And the Best Actor Oscar in 1998 went to....who???
6 June 2004 | by dglinkSee all my reviews

Admittedly, I am a sucker for films about Hollywood. From "Sunset Boulevard" to "The Bad and the Beautiful" and even "The Carpetbaggers," watching a film about movies is always a pleasure, guilty or otherwise. "Gods and Monsters" can be added to that short list. The semi-fictionalized story of director James Whale's last days is a melancholy tale of an intelligent, creative mind that is beginning to fail and Whale's desperate fear of that mental failure. He sees in the handsome hulking form of his gardener an individual that reminds him of his most famous film creation, Frankenstein's monster, and he tries to reach out to him and offer the friendship that his film creation was denied. However, his mind is swimming in and out of fantasy, memory, and reality, and his gesture initially confuses the gardener, who sees it only as a sexual advance.

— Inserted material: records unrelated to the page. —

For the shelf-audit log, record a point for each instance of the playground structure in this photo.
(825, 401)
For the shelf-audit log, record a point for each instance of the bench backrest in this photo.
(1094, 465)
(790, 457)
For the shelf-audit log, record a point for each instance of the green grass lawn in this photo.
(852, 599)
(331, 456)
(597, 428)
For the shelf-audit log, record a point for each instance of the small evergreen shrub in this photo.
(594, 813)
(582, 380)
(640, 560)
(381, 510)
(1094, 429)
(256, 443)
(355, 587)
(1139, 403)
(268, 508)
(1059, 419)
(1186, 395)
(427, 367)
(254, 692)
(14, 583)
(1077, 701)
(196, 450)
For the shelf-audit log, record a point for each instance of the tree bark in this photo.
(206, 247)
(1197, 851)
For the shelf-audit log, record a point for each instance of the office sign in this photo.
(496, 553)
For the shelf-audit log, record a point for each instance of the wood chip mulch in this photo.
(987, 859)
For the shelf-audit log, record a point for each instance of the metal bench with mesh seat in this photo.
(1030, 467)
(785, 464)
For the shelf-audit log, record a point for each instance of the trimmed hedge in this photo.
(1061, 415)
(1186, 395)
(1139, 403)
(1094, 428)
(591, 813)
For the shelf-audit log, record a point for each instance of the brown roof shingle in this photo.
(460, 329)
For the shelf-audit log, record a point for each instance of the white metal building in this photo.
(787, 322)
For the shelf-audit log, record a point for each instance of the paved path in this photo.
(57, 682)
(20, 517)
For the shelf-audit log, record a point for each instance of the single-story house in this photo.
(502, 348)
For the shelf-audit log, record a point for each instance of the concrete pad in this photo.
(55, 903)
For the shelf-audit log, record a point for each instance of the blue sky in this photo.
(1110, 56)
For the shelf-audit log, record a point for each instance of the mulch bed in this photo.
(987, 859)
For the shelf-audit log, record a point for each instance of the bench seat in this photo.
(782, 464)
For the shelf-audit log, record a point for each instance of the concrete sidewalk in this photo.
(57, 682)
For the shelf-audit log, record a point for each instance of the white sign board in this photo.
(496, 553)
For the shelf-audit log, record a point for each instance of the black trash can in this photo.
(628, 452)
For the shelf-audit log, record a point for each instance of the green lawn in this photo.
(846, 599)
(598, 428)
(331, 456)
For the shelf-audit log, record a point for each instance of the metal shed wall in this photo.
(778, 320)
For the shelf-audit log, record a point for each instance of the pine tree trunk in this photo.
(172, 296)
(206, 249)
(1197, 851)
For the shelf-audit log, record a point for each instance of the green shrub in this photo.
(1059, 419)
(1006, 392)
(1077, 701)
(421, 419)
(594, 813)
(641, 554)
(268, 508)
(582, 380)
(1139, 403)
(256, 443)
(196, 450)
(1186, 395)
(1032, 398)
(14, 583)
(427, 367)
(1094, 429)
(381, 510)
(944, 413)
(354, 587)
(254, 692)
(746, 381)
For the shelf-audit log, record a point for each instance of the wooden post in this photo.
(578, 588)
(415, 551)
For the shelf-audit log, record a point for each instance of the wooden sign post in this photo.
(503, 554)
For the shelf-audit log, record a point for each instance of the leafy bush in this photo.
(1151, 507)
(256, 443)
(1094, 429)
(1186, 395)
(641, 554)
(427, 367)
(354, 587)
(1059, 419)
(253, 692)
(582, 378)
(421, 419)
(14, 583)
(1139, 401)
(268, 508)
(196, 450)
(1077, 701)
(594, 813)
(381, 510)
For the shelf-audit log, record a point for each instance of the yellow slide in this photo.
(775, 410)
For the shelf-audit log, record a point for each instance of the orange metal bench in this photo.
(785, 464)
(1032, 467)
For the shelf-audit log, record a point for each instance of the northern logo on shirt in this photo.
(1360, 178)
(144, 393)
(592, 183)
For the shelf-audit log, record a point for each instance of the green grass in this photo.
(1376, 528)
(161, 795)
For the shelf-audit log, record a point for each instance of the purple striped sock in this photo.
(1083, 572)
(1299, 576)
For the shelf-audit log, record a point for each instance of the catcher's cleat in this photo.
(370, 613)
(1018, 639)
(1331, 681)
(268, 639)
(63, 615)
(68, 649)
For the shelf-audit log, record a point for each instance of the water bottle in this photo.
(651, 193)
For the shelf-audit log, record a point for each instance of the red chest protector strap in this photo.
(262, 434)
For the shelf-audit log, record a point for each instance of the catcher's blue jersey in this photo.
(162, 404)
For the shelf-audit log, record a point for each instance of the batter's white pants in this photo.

In one of the Motion Picture Academy's most bewildering choices, the Best Actor Oscar for 1998 went to an Italian comic who has not been heard from since instead of to the brilliant Ian McKellan in what is arguably his finest film role as James Whale. Lynn Redgrave is funny and touching as his housekeeper, and Brendan Fraser, an adventurous actor who does not shy away from stretching his abilities, has yet to find a better role than that of Clayton Boone, the gardener. Beautifully written and directed by Bill Condon, the film is more than just an homage to old Hollywood. "Gods and Monsters" echoes some of the themes of "Sunset Boulevard" in its portrayal of a Hollywood veteran, who has been banished and forgotten by the industry and has retreated into a private world of his own making where he still directs the scenes.